The Correct Option is B

Step 1: Check for valid p.d.f.
For a function to be a valid probability density function (p.d.f.), the function must satisfy two conditions: 1. The function must be non-negative for all values of \( x \). 2. The total integral of the function must equal 1: \[ \int_{-\infty}^{\infty} f(x) \, dx = 1. \]

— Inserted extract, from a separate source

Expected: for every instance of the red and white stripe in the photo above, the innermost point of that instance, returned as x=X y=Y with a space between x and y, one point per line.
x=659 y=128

Step 2: Evaluate the functions.
- \( F_1 \) is a valid p.d.f. because it satisfies both conditions. - \( F_2 \) is a valid p.d.f. because it satisfies both conditions. - \( F_3 \) is a valid p.d.f. because it satisfies both conditions. - \( F_4 \) is **not** a valid p.d.f. because the integral of \( f(x) = \frac{x}{2} \) over the interval \( -2 \leq x \leq 2 \) does not equal 1. It results in a total probability greater than 1, violating the normalization condition.
Step 3: Conclusion.
Thus, the correct answer is option (B), \( F_4 \).